Mehmet Ağar; söyledi söyleyeceğini. Kimi “sol” pişmanlık diye yazdı, kimileri de son pişmanlık. Neyse.

Her daim inandığım düstur,;insanların; “pişman” olmak,” itiraf” etmek,  “itaat” etmek hatta ve hatta  “ihanet” etmek  hakları var.

İster saygı duyun, ister duymayın, fakat ikinci, üçüncü, bilmem kaçıncı değil bu hak, insan hakkı kadar kutsal; bırakın bunu kullansınlar kullanmak isteyenler…
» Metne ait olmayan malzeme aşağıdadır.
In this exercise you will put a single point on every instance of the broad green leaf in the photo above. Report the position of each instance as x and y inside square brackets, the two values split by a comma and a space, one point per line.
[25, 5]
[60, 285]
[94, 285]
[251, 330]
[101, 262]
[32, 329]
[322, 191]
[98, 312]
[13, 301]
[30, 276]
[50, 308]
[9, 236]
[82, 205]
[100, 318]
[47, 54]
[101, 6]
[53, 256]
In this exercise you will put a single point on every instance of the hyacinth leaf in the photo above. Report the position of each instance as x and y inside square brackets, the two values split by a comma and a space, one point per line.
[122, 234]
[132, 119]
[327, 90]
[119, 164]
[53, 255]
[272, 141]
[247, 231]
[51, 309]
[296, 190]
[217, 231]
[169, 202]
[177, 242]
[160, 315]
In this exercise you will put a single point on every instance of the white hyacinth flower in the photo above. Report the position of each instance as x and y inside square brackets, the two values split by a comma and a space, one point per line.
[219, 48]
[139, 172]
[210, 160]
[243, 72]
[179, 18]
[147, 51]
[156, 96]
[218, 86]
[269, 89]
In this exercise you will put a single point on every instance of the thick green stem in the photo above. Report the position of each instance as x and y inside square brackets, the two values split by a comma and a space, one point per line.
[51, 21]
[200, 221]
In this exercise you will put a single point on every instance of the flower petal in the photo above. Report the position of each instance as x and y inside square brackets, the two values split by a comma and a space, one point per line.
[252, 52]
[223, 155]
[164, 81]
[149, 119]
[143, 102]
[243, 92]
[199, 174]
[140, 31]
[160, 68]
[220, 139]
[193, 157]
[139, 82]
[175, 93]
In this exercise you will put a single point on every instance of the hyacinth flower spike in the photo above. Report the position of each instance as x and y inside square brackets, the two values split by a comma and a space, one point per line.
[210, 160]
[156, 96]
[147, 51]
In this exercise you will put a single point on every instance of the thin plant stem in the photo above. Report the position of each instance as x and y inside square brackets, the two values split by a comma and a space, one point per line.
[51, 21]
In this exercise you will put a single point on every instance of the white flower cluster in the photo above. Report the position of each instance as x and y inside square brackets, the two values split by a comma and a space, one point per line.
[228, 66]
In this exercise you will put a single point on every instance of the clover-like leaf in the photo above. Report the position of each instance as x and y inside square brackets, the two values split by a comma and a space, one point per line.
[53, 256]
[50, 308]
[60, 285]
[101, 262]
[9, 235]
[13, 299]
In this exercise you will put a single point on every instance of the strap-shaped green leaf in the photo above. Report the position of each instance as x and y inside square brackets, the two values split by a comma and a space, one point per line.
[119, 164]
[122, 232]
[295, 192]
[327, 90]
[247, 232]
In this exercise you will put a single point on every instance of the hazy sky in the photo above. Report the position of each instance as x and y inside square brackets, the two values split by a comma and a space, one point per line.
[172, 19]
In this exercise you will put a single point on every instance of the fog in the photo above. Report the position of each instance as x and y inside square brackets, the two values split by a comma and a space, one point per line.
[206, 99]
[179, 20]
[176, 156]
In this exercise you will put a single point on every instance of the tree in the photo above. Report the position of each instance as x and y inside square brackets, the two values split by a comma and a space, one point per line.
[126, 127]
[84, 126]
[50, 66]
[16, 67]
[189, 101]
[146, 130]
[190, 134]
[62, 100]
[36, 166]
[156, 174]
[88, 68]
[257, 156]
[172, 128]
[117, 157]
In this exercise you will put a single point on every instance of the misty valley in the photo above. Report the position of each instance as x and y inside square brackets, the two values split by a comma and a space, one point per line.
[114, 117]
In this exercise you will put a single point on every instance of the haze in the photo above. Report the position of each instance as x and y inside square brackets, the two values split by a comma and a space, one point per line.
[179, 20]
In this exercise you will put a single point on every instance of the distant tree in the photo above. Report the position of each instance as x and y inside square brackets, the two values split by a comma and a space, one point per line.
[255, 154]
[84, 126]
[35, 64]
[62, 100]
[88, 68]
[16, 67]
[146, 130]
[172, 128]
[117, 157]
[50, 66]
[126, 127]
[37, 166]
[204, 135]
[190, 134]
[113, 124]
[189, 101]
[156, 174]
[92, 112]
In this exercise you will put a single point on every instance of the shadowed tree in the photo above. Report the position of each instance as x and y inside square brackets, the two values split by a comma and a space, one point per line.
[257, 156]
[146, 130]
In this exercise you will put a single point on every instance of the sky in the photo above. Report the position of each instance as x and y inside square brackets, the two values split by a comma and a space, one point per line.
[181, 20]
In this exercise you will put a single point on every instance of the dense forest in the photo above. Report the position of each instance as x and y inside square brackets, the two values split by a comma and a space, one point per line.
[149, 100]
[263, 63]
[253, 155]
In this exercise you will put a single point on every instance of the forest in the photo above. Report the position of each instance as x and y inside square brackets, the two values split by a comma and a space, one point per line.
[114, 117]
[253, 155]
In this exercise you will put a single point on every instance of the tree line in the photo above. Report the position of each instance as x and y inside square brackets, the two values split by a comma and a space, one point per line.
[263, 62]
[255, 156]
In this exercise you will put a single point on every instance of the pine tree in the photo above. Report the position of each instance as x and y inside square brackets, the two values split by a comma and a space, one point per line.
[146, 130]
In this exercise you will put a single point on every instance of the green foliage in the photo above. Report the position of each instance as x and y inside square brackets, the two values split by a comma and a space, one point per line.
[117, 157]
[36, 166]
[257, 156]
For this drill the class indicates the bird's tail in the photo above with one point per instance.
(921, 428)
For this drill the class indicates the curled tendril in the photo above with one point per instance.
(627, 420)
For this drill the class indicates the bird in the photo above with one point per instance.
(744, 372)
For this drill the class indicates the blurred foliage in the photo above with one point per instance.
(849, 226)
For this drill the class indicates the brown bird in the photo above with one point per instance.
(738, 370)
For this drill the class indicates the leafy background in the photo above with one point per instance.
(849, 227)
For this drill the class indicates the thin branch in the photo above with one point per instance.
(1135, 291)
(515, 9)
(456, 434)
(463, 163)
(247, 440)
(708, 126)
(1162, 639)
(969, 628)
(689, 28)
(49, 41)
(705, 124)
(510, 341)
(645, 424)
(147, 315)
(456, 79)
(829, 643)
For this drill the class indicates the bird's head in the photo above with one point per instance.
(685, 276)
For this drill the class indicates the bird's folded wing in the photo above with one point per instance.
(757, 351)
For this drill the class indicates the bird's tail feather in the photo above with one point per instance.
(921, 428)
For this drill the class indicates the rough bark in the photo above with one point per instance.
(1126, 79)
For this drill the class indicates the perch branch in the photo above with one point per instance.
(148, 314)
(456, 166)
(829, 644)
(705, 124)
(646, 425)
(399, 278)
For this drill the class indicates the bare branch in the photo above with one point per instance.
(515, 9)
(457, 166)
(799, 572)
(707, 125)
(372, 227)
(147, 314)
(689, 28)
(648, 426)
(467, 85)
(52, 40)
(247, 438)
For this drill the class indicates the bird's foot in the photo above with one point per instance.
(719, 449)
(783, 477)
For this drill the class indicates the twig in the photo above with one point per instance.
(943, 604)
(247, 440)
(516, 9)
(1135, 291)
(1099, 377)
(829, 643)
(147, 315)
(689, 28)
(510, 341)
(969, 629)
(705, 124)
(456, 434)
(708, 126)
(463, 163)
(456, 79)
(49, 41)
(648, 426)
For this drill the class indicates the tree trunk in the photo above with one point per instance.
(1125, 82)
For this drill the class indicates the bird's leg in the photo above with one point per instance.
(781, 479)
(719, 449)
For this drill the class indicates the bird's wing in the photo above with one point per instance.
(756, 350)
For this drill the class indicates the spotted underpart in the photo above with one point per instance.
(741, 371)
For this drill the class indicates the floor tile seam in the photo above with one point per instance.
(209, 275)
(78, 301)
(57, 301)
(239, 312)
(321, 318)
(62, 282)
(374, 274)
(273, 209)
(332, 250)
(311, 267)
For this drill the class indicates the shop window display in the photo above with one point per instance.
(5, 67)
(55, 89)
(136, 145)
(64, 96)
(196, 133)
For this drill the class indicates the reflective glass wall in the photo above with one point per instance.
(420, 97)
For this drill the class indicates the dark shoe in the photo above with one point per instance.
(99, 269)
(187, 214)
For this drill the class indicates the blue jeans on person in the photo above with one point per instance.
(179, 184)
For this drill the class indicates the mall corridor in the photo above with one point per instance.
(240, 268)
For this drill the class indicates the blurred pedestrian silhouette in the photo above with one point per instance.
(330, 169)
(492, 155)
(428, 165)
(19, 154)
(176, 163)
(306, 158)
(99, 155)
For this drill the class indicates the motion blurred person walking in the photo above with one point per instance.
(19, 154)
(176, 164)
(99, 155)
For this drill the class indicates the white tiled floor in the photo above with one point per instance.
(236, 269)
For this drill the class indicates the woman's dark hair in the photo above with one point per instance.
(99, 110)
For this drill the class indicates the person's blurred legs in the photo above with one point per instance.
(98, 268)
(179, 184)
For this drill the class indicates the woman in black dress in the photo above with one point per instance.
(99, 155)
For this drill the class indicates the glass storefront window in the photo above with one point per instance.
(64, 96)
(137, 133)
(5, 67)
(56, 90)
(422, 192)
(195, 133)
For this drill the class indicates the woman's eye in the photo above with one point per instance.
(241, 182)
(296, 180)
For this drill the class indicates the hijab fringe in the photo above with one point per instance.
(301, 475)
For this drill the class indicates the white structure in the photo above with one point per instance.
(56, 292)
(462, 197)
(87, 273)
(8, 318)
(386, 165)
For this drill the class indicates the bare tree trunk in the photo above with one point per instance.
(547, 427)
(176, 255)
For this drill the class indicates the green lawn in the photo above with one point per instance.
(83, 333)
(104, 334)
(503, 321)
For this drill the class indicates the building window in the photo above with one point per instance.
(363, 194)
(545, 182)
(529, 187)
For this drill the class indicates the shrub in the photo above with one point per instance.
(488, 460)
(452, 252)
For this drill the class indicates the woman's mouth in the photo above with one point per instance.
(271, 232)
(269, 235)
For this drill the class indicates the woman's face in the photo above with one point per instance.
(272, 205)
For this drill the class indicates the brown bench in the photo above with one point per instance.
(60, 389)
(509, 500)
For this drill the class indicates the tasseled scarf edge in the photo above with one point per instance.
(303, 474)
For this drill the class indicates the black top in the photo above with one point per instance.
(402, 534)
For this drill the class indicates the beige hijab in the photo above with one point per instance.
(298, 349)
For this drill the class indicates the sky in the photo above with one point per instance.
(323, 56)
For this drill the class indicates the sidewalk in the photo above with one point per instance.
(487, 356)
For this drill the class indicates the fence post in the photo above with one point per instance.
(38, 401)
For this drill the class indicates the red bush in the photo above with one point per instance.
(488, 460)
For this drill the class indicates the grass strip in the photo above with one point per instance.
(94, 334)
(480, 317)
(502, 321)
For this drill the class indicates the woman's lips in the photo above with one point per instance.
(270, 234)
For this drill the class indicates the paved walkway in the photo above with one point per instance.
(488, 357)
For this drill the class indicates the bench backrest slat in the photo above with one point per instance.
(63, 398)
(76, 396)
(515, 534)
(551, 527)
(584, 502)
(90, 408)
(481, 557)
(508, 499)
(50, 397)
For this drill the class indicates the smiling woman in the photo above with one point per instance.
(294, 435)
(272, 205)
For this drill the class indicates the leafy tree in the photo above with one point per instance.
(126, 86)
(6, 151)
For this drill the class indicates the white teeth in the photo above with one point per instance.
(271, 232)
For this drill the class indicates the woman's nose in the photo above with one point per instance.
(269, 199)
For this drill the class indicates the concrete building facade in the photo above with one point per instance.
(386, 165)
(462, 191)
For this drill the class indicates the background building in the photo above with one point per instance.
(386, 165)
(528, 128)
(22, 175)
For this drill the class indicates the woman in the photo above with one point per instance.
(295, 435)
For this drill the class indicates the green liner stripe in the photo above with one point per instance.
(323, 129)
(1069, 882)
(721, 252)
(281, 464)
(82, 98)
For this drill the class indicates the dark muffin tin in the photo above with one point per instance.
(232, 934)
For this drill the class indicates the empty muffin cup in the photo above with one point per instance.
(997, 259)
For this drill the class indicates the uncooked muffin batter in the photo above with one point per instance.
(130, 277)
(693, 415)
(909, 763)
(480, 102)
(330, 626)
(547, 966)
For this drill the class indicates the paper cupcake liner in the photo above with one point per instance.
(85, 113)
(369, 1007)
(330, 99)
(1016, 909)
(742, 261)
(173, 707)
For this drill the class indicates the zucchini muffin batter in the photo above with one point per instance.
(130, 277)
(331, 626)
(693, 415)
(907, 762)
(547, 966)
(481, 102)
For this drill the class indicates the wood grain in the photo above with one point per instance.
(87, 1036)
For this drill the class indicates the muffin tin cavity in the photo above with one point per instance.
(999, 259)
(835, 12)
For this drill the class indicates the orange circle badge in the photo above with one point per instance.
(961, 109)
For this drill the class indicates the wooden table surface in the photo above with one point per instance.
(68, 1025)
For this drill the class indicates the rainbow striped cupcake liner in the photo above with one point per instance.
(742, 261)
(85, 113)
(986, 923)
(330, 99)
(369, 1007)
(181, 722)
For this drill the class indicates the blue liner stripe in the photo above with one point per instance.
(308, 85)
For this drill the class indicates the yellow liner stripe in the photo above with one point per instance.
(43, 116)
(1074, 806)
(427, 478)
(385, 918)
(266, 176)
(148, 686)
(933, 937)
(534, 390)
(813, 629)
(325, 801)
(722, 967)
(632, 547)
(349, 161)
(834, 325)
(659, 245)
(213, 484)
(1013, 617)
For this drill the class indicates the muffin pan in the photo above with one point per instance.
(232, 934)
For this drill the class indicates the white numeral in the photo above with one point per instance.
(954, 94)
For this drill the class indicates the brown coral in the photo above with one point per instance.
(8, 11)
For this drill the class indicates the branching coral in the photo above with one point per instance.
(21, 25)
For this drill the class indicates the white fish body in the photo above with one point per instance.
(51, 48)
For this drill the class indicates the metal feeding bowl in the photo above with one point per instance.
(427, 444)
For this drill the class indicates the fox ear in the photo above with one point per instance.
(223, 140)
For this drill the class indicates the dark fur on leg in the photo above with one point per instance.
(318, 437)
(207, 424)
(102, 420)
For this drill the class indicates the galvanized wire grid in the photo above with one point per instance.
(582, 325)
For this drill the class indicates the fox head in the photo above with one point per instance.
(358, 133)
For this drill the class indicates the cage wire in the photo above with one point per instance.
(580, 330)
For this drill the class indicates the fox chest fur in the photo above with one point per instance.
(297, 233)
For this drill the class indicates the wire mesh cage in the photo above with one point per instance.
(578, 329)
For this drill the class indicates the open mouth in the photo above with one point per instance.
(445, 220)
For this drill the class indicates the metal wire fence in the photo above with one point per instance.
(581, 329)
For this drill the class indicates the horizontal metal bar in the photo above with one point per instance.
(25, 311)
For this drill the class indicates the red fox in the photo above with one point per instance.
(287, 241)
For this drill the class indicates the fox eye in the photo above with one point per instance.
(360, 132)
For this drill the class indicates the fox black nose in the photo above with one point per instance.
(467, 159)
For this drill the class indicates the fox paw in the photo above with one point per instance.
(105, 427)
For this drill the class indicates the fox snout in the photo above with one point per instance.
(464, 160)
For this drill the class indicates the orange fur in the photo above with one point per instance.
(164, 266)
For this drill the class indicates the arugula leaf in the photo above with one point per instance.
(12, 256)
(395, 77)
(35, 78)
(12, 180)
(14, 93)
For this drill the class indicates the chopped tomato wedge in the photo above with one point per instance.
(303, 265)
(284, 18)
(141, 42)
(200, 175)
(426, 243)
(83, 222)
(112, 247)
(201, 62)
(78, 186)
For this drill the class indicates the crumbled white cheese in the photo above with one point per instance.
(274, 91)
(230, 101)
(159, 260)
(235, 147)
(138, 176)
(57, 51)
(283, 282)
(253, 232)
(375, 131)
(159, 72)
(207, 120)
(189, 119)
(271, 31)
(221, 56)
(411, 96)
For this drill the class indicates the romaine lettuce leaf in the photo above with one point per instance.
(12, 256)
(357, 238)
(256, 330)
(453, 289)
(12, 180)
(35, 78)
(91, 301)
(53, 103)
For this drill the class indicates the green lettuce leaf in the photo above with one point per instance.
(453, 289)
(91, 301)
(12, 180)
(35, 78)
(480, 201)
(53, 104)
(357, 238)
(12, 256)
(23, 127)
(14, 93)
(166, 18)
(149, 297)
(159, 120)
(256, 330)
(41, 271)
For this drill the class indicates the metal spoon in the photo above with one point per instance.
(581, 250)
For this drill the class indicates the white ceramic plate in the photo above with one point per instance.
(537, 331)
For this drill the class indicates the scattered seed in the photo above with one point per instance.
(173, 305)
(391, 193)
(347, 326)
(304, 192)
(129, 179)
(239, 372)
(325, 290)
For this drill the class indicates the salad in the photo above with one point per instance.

Mehmet Ağar da bu hakkı kullandı!

Öyleyse; hiddet şiddet,  küçümseme niye?

Bırakın kullansın, kullanabildiği kadar, sadece dinleyin, anlamayın ama araştırın niyetini…

Nereden nereye geldik.

Malum; Özel Kuvvetler Komutanlığı’nda görevli  Tuğgeneral Semih Terzi eldeki verilere göre  darbeciydi.
Ve şehit olacağını  bile bile Astsubay Ömer Halisdemir, tetik düşürdü; infaz etti Semih Terzi’yi…

İyi de yaptı.

Dedik ya nereden nereye geldik.

Herkes aynı mantıkta, aynı düşüncede…

Sudaki iz mesela, aynı mantık aynı düşünce. Dokunulması imkansız. Dokunulursa  görüntü, mantık, düşünce yok olacak, ezber bozulacak..

Hadi dokunmak değil de, dokunmaya teşebbüs edelim.

Soru ortada Semih Terzi’nin telefonunda da meşhur Bylock programı  var mıydı?